Pig, mail # user - Restricting loading of log files based on parameter input

Stevens, Ian 2013-02-14, 22:16
Re: Restricting loading of log files based on parameter input
Cheolsoo Park 2013-02-15, 21:53
Hi Ian,

1) Pre-processor statements are just text substitution, so you can't call a
Python (or Java) function inside %declare.

2) Regarding DEFINE statements, there are two problems using them with
scripting UDF:
- You can't pass constructor parameters to scripting UDF.
- You can't use scripting UDF for Load/StoreFunc.

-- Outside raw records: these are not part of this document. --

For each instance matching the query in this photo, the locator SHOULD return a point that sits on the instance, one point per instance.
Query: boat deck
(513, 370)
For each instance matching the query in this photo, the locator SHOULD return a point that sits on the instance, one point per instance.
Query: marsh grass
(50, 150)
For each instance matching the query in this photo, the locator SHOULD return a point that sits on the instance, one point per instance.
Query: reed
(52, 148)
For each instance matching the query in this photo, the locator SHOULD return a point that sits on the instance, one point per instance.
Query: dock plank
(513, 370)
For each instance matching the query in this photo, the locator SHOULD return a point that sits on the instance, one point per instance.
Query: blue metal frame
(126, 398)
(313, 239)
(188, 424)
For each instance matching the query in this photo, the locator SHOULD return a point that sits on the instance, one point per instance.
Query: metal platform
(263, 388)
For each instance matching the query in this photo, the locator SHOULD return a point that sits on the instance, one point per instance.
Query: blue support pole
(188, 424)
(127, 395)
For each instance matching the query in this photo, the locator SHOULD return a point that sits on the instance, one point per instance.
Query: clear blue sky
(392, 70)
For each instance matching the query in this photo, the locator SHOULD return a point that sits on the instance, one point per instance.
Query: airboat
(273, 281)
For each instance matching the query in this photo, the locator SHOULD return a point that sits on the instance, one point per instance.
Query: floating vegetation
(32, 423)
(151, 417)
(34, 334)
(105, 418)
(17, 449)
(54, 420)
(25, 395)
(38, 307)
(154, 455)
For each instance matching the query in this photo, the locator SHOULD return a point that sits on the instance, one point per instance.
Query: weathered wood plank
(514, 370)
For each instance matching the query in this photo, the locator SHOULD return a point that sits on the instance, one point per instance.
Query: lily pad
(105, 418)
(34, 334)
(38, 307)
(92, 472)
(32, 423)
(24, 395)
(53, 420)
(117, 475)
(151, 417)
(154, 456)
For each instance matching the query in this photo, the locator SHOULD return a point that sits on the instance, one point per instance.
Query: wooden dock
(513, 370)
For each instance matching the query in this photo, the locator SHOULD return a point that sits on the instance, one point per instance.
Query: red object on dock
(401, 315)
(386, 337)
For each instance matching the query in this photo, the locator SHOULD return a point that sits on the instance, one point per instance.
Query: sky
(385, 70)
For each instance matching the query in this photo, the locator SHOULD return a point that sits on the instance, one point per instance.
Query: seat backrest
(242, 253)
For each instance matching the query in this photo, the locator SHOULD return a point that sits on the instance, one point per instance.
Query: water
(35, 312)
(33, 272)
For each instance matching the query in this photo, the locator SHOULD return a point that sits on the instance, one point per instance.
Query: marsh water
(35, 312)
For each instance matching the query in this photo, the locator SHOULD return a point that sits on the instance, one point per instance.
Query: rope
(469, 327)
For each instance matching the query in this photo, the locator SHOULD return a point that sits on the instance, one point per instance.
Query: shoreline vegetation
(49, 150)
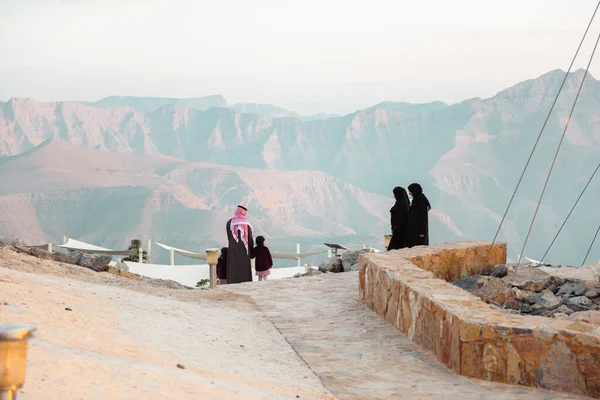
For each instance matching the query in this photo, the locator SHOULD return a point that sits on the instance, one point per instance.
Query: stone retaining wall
(468, 335)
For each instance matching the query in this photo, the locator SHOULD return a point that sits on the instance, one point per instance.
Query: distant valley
(173, 169)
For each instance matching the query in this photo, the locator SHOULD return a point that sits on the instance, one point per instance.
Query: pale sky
(310, 56)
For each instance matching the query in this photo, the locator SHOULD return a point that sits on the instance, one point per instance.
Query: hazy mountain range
(173, 169)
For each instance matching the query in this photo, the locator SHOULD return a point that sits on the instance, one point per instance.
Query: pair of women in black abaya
(409, 219)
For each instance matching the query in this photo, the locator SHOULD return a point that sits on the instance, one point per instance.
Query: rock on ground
(350, 259)
(579, 303)
(573, 288)
(468, 284)
(591, 317)
(532, 279)
(499, 271)
(493, 290)
(544, 299)
(333, 264)
(93, 262)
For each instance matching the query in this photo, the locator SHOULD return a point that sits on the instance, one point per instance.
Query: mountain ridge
(467, 155)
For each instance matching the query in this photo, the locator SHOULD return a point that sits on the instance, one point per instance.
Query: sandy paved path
(356, 353)
(124, 339)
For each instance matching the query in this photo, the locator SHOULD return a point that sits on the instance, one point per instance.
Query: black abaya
(417, 233)
(399, 219)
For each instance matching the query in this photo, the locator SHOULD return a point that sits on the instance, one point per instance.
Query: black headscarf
(402, 201)
(419, 199)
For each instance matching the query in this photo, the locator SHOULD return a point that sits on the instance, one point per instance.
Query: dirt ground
(101, 336)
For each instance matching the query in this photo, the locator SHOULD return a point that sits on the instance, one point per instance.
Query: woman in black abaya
(417, 231)
(399, 219)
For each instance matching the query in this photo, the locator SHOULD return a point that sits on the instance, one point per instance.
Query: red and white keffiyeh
(240, 222)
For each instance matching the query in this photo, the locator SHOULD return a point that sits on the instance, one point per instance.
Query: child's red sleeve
(270, 258)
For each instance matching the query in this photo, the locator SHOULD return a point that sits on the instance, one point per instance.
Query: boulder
(493, 290)
(564, 310)
(333, 264)
(96, 263)
(521, 295)
(545, 299)
(532, 279)
(591, 317)
(579, 303)
(572, 288)
(499, 271)
(468, 284)
(585, 273)
(350, 259)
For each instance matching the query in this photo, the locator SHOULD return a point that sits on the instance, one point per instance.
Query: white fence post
(149, 251)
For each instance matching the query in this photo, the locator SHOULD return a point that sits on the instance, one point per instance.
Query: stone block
(410, 290)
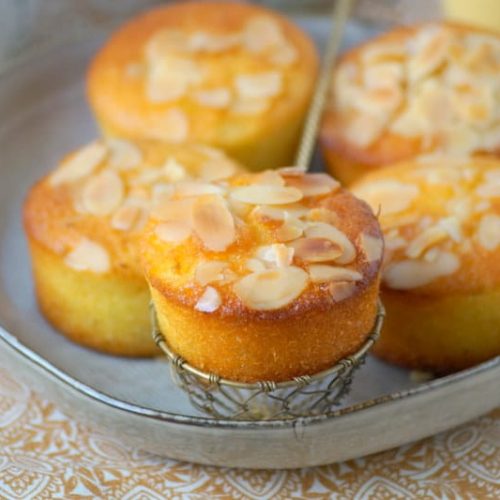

Given these constraints, I think writing a Java LoadFunc seems to be the
best option. I would write a sub-class of OmnitureTextLoader in such a way
that it can take constructor parameters. For example,

class MyOmnitureTextLoader extends OmnitureTextLoader {

  private String year;
  private String month;

  public MyOmnitureTextLoader() { ... }
  public MyOmnitureTextLoader(String year, String month) { ... }

  setLocation(String location, Job job) {
    // Compute week path with year and month and replace location with that.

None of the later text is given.